|
꼬따지님 뭐라 하실라.
해석도 올려놓으라고,,, 가능하면 한 번 해 보도록 하겠습니다...
http://www.zcommunications.org/thinking-outside-the-box-by-david-barsamian
Thinking Outside the Box
An interview with Helena Norberg-Hodge
By David Barsamian Friday, January 01, 2010
Helena Norberg-Hodge is a native of Sweden, a leading critic of conventional notions of growth and development, and the recipient of the Right Livelihood Award, also known as the Alternative Nobel Prize. She is also the founder and director of the International Society for Ecology and Culture and the author of Ancient Futures: Learning from Ladakh.
BARSAMIAN: The existing economic model of globalized capitalism is reeling, but there is really no alternative that we can turn to and say, "Okay, tried that, didn't work. Let's try this."
NORBERG-HODGE: I disagree. I think there is a systemic alternative that is being discovered and actually developed at the grassroots. But this alternative, which is a systemic shift toward localizing economic activity instead of globalizing it, has received almost no air time. It's a sort of invisible growth, but it's happening nevertheless.
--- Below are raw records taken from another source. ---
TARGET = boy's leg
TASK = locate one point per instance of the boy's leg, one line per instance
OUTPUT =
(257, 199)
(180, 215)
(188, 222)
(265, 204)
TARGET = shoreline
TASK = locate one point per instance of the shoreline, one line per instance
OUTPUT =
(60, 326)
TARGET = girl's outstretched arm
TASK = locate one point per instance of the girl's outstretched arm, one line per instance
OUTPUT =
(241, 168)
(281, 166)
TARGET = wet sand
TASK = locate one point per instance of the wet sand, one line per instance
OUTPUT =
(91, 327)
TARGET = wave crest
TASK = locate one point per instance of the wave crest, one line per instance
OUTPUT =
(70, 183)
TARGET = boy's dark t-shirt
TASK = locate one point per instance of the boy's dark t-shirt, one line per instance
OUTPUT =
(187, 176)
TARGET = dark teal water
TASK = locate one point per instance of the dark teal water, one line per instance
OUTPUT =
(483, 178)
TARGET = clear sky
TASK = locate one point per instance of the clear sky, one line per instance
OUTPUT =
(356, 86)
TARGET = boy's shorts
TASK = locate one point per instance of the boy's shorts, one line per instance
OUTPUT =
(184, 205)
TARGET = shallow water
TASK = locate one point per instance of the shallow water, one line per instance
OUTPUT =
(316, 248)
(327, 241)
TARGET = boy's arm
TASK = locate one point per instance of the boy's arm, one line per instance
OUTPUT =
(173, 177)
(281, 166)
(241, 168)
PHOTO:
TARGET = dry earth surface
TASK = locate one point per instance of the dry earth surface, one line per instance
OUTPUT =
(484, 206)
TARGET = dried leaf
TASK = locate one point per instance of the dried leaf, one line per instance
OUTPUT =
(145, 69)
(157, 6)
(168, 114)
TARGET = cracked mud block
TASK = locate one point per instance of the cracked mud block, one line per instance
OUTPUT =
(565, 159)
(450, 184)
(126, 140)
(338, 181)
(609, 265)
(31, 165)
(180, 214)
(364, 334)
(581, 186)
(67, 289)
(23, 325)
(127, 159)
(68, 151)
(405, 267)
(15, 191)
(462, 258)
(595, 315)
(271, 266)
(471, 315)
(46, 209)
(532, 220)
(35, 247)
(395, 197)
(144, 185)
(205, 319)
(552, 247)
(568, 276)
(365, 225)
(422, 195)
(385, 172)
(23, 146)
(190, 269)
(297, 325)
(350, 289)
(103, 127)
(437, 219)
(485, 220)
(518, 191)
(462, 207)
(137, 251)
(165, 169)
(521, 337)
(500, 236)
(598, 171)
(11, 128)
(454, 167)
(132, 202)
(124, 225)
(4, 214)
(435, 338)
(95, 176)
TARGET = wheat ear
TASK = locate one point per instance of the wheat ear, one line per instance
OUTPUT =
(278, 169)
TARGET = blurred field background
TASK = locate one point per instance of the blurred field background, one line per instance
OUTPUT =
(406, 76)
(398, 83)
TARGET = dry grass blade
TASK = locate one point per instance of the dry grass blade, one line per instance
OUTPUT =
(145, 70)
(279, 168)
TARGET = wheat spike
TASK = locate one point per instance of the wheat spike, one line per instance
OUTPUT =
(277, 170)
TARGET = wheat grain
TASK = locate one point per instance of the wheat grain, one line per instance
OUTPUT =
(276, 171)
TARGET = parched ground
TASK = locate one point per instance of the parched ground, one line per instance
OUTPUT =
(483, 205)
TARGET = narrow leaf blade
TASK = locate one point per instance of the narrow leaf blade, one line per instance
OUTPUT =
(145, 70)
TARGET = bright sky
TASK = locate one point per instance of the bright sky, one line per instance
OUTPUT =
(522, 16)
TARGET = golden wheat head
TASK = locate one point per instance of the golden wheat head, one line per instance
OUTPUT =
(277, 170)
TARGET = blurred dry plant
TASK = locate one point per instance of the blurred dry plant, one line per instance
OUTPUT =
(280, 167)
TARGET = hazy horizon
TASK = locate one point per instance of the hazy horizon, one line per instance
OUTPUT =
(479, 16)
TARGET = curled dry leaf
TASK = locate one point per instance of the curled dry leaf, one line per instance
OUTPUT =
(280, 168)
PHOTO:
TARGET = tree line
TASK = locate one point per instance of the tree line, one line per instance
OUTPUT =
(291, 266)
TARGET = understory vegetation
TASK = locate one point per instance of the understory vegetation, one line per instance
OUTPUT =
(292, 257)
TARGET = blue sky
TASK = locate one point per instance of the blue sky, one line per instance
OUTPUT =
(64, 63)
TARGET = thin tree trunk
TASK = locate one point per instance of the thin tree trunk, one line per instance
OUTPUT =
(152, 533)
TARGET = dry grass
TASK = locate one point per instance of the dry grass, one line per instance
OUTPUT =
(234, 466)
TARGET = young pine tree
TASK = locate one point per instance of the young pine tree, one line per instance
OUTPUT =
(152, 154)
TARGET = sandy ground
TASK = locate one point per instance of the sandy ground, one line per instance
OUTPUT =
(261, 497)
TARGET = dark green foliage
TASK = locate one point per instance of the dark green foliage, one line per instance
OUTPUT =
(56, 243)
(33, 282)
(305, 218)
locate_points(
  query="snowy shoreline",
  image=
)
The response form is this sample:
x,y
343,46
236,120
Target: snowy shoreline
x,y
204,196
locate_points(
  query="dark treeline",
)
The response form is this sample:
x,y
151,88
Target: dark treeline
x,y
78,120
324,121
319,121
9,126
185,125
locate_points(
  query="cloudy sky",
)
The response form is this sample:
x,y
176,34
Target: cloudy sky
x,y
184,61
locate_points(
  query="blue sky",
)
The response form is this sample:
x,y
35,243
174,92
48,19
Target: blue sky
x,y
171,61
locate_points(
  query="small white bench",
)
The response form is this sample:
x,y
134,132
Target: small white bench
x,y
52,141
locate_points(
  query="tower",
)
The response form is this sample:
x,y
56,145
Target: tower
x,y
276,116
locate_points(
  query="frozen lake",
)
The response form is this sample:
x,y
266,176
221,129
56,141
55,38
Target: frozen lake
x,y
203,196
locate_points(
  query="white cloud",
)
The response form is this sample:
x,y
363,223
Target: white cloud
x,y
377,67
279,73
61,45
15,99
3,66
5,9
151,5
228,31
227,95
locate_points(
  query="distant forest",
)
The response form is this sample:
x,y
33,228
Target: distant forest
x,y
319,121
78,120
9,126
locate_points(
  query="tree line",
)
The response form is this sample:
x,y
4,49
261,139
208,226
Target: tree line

Fundamentally, what that shift is about is recognizing that this global economic system has its roots from 500 years ago, when elites in the UK and Europe started sending people across the world to gather wealth for themselves.
Structurally, they were destroying more self-reliant, localized economies where people were meeting their own needs and producing a range of things for home and regional needs. Trade was in the hands of smaller communities and groups exchanging with each other. When they were forced into the mines or onto giant cotton, sugar, coffee, and tea plantations, there was a shift towards not only an economy that was very exploitative and unjust, but also ecologically unstable because monocultural production inherently works against the diversity of the natural world. Diversified production in localized economic systems works with nature.
B :::: You don't think advocating localization opens you up to claims that it's quaint and romantic, but not realistic?
N ::: It's a tragedy that often people can't conceive of smaller-scale units—particularly in places like America. In Europe it's a little bit different. In Europe you have a fabric of smaller towns, smaller farms, more localized economies. But there, too, the corporate pressure has shifted everything in the wrong direction. We have to do what we can to get people to see that many small can be more efficient and more productive than one big. If you take the number of McDonald's restaurants around the U.S. and imagine what they would be like if, instead of being owned by a giant corporation, they were family-owned in that locale. Why couldn't that work? Why is that unrealistic? So many people who have had the experience of going into a family-owned restaurant know how much more delightful it is, how much higher the quality is.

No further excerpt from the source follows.